Some 450,000 dirty diesel school buses are still in service today, adding to our carbon emissions while putting tens of millions of children at risk of cancer and respiratory diseases. We’re calling for all school and public transit buses to be electric by 2030. To get there, we’re asking local, state and regional officials to replace diesel-powered school buses, public transit buses or both with clean electric buses. We are:

  • Educating decision-makers on the technology, feasibility and funding options for making the switch, and

  • Calling on states and the federal government to increase technical and financial assistance for bus operators to go electric.

Drive less, live more

If we make it easier, more affordable, and more pleasant to take a train or bus, to share rides, or to bike or walk, then more of us will choose to travel without a car or even not own a car at all. Our goal is to double the number of people who travel on foot, bike or public transit by 2030. We're working to:

  • Secure increased funding to improve and expand public transportation, as we did in Massachusetts,

  • Provide more walking and biking options, as we have in Colorado, and

  • Support policies that encourage transit-oriented development and sustainable living, as we have in Texas.

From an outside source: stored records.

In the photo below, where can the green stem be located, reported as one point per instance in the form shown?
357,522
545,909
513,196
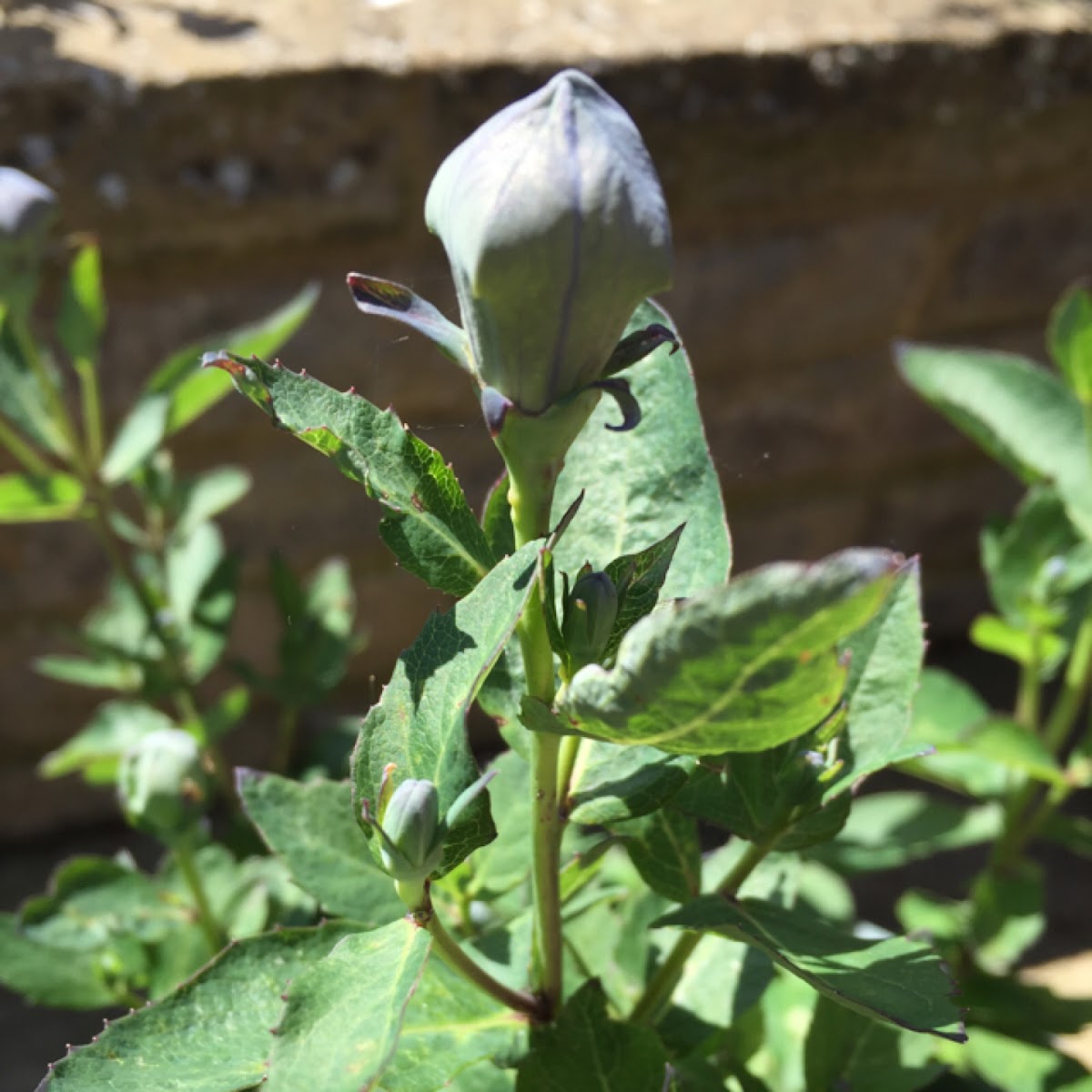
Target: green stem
211,928
658,994
454,956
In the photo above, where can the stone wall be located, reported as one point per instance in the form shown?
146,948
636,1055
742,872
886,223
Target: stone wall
836,179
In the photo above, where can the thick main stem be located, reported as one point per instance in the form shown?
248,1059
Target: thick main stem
659,992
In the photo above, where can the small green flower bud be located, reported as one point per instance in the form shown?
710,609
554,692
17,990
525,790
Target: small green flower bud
556,228
412,842
590,611
163,784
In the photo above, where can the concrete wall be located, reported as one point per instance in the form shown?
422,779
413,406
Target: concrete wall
830,191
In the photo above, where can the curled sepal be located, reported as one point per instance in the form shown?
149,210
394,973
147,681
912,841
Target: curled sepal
638,345
620,390
390,300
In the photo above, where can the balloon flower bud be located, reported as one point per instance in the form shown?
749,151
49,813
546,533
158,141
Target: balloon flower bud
163,784
26,213
591,609
556,228
413,844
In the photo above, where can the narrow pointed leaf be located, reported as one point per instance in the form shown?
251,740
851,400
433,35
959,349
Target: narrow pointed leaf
343,1016
390,300
896,981
39,498
420,722
449,1026
741,667
642,484
212,1035
310,825
429,522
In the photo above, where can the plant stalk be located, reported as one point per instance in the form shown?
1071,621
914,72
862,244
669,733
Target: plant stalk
453,955
658,994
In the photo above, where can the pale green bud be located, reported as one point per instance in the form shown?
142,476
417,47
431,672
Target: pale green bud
590,611
412,842
163,784
556,228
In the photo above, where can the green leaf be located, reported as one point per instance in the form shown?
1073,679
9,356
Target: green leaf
45,976
741,667
896,980
642,485
82,317
945,709
885,830
429,522
39,498
137,438
665,850
191,390
97,747
1019,413
344,1014
587,1052
207,495
449,1026
420,721
844,1049
885,670
25,397
1069,339
310,824
612,784
1011,1066
212,1035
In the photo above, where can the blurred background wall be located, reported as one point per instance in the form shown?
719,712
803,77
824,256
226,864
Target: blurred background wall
840,175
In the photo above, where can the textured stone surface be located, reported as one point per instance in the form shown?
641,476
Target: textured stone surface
839,174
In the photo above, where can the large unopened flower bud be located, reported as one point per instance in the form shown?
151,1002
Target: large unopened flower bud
163,784
556,228
590,611
414,838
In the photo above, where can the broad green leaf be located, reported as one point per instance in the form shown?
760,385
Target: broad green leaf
847,1051
665,850
885,669
1018,412
1011,1066
449,1026
753,794
97,747
192,391
1069,339
343,1015
212,1035
39,498
82,317
895,980
585,1051
429,522
136,440
25,399
310,824
642,484
420,722
207,495
612,784
1008,915
45,976
885,830
945,709
505,862
741,667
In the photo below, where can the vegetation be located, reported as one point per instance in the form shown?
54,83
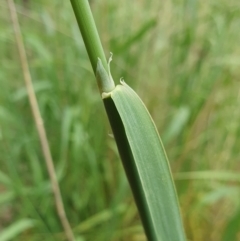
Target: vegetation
182,57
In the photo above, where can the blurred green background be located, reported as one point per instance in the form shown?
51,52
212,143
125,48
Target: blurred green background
181,56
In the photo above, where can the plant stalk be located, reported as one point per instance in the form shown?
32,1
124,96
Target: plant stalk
89,33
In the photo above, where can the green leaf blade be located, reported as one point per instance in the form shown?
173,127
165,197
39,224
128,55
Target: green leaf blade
153,183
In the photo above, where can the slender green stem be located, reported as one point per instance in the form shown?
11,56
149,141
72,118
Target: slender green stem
89,33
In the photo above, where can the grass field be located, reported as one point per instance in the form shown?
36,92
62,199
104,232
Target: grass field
181,56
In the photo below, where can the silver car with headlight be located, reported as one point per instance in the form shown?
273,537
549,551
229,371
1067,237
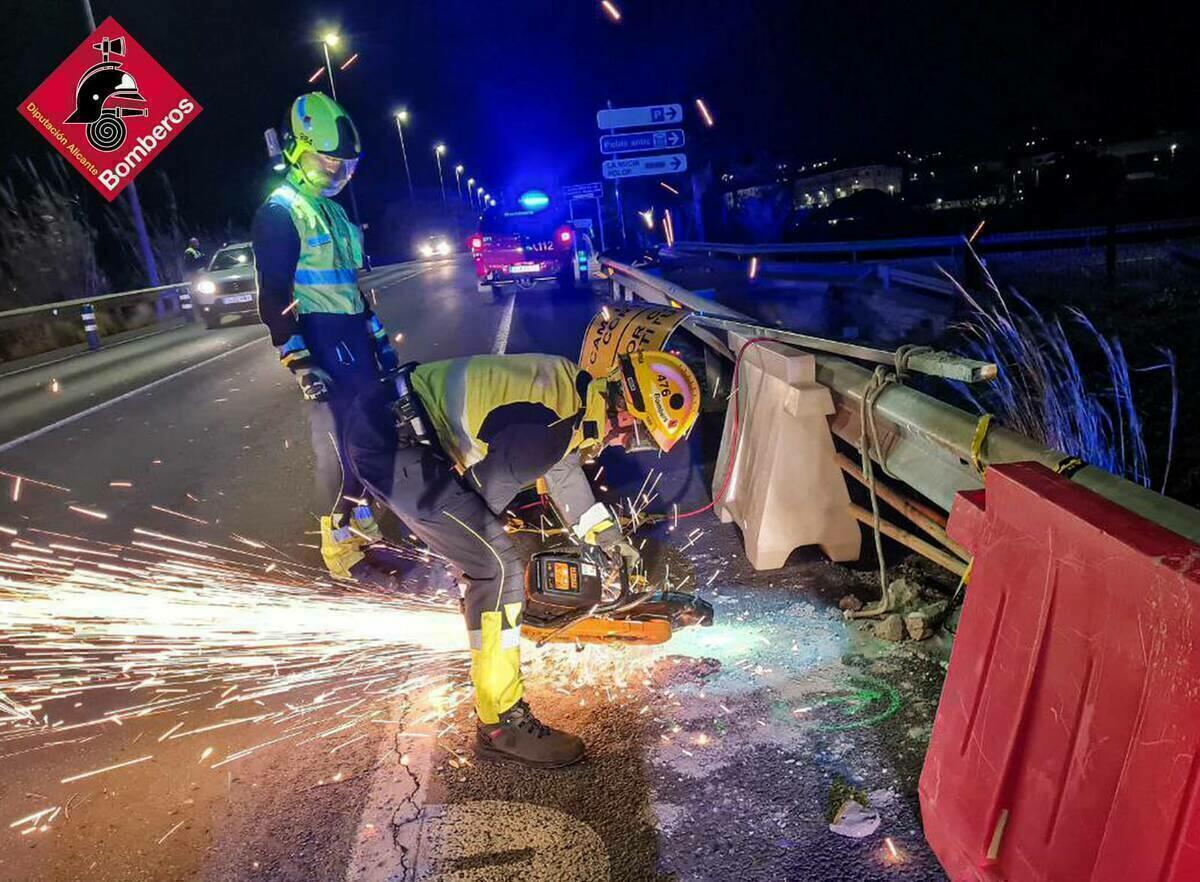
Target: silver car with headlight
228,287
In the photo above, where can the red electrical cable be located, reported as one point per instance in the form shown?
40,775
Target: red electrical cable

There’s growing evidence that the public is ready for these changes.

More people are buying electric cars. Car companies are investing in them and making more models. General Motors announced they intend to sell only electric light-duty vehicles by 2035, and Volvo committed to doing so by 2030. California Governor Gavin Newsom announced the state would phase-out the sale of new gas-powered cars by 2035, and Massachusetts and New Jersey have made similar pledges. Transit agencies are finding that electric buses and trains actually save them money over time. Cities and towns are creating places that are easier to navigate on foot, on a bike, or by public transit. We can not only reduce carbon pollution but also make it easier and more pleasant to get around.

Easing and expediting the changes we need to get to zero carbon

Public policies can ease and expedite these changes. For example, Environment America and our national network of state-based environmental advocates have helped convince more than a dozen states to adopt California’s clean cars standard, which has spurred improvements in electric vehicle technology. Environment America Research & Policy Center, along with our partners at Frontier Group, have reported on ways to achieve zero-carbon transportation, build electric vehicle infrastructure, shift from diesel-powered to electric buses, and promote shared mobility and climate-friendly development.

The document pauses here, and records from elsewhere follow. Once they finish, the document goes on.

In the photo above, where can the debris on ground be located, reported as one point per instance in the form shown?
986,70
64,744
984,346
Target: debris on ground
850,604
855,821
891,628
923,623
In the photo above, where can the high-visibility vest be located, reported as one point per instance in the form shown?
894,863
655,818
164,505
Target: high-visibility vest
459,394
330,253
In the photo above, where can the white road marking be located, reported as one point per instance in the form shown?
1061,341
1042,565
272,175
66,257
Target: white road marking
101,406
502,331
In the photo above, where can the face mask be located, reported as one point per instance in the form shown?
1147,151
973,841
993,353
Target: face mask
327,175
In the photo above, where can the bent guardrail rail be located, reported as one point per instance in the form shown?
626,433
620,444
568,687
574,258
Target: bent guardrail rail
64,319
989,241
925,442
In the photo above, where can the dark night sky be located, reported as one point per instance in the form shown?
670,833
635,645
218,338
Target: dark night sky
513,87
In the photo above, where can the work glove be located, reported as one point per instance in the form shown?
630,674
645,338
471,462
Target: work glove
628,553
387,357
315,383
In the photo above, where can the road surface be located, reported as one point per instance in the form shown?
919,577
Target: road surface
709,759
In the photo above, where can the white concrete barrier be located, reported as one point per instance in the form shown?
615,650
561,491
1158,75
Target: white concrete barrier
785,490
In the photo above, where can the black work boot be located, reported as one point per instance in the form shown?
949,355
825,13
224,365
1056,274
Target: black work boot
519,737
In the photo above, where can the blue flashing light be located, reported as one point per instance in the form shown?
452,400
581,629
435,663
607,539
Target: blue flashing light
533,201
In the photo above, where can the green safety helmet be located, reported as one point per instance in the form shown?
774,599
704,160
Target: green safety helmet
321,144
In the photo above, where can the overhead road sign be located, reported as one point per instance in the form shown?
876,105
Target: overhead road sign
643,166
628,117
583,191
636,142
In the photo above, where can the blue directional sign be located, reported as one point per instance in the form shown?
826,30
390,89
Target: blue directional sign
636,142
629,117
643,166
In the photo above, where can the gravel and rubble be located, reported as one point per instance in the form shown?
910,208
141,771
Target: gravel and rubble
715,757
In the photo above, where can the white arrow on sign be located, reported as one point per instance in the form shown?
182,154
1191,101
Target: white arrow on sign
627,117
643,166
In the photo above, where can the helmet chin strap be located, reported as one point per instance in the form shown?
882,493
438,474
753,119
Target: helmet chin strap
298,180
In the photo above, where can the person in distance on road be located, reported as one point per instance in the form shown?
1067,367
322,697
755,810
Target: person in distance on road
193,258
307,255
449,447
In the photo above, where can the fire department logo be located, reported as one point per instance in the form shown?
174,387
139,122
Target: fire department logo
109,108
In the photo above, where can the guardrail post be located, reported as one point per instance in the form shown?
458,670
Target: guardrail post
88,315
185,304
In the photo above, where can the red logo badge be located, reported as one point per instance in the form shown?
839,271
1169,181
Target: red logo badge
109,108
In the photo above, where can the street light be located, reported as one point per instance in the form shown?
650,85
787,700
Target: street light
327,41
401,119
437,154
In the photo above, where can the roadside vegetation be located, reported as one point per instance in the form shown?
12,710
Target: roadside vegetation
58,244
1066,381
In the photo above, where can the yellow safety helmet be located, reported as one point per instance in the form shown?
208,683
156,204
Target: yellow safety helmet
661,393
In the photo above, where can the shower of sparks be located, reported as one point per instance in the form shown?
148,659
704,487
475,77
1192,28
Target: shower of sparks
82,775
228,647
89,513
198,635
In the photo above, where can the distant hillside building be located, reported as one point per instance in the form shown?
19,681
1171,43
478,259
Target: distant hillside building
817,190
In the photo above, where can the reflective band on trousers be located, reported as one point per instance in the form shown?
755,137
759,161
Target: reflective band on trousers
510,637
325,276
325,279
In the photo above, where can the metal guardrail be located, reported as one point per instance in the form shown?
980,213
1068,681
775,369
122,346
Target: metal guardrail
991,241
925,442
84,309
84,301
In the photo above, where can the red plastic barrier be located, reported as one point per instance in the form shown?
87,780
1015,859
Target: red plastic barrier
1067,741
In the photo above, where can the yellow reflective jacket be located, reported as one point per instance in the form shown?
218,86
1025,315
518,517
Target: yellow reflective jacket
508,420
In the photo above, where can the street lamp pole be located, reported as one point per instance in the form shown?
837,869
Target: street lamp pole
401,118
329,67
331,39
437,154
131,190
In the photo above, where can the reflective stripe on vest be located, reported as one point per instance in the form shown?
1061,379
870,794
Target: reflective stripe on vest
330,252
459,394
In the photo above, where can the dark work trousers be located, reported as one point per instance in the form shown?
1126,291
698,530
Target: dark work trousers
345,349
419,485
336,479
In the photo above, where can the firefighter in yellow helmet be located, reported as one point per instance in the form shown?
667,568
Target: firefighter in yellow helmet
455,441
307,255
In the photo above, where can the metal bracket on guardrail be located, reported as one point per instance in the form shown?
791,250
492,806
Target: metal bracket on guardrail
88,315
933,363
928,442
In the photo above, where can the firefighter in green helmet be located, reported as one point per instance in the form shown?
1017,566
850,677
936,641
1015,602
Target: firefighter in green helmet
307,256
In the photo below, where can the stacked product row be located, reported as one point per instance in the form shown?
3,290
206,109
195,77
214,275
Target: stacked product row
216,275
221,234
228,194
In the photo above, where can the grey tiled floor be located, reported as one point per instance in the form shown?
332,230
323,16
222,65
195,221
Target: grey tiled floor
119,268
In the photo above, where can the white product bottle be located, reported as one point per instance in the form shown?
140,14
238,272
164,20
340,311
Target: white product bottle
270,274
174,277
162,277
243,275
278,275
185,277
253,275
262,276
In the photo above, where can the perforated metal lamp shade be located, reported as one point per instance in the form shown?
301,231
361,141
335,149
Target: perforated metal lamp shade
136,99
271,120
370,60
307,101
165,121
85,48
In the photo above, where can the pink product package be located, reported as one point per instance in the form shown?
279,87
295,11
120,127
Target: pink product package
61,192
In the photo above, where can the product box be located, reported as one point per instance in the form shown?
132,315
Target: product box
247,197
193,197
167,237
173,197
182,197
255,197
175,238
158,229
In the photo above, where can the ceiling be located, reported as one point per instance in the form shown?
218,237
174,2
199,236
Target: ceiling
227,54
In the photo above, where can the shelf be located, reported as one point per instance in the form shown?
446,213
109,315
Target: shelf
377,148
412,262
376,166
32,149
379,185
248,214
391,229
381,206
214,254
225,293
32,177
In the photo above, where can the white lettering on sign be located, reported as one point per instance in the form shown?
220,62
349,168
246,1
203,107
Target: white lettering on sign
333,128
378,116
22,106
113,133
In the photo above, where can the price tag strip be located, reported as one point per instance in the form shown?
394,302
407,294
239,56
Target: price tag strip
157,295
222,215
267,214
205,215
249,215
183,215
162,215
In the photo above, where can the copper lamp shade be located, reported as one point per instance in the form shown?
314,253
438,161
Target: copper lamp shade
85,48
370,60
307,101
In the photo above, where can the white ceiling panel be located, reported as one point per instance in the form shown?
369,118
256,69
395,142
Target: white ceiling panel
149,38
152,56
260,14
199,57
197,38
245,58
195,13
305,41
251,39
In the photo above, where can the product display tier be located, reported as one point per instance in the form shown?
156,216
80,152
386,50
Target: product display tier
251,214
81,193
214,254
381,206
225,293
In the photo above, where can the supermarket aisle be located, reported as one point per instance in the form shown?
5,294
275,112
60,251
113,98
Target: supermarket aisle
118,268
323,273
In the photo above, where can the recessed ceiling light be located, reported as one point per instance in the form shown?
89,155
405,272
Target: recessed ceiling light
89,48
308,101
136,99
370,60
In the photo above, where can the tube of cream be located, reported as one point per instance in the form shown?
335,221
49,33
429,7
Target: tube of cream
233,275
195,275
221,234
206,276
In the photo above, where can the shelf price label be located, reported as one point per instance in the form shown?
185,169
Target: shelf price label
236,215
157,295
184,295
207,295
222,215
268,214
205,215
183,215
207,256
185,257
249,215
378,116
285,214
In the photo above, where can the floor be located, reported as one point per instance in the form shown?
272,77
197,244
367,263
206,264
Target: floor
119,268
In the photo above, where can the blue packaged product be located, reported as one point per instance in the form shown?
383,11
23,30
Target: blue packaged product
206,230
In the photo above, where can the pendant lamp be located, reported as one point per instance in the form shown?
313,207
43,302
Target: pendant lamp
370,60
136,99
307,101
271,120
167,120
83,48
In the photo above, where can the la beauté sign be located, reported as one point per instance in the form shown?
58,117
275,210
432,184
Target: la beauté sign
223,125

By working in the states, on campaigns where we can make immediate progress, we can get America back on track to meet the goals of the Paris Climate Agreement, no matter what happens in Washington, D.C. However, we must do all we can as fast as we can. The longer we wait to cut carbon pollution, the more rapidly the planet will warm, robbing our kids and grandkids of the stable climate that we have taken for granted.

Clockwise from top left: Emily Rusch, Environment America (photo: Ricky Mackie Photography); Morgan Folger, Environment America; Tony Dutzik, Frontier Group; Doug O'Malley, Environment New Jersey (photo: Alan Simpson Photography); Andrea McGimsey, Environment America (photo: Erica Kawamoto Hsu); Kelly Flanigan, PennEnvironment; Ben Hellerstein, Environment Massachusetts; Dan Jacobson, Environment California (photo: Ricky Mackie Photography).

Tell your governor to commit to all-electric public and school buses

Here’s one step we can take right now: Transition to all-electric public and school buses.

The skeptics ask whether Americans are really ready to part with gasoline-powered cars. It’s going to be an adjustment, to be sure. But moving away from gasoline and diesel means cleaner air for ourselves and our kids—and fewer of the tragic spills and other environmental calamities that inevitably come with oil production. And the transition to zero-carbon transportation will give Americans new freedom to travel in ways that are clean, affordable and fun, with safe places to walk and bike, convenient buses and trains, and electric cars we can own or hail with an app.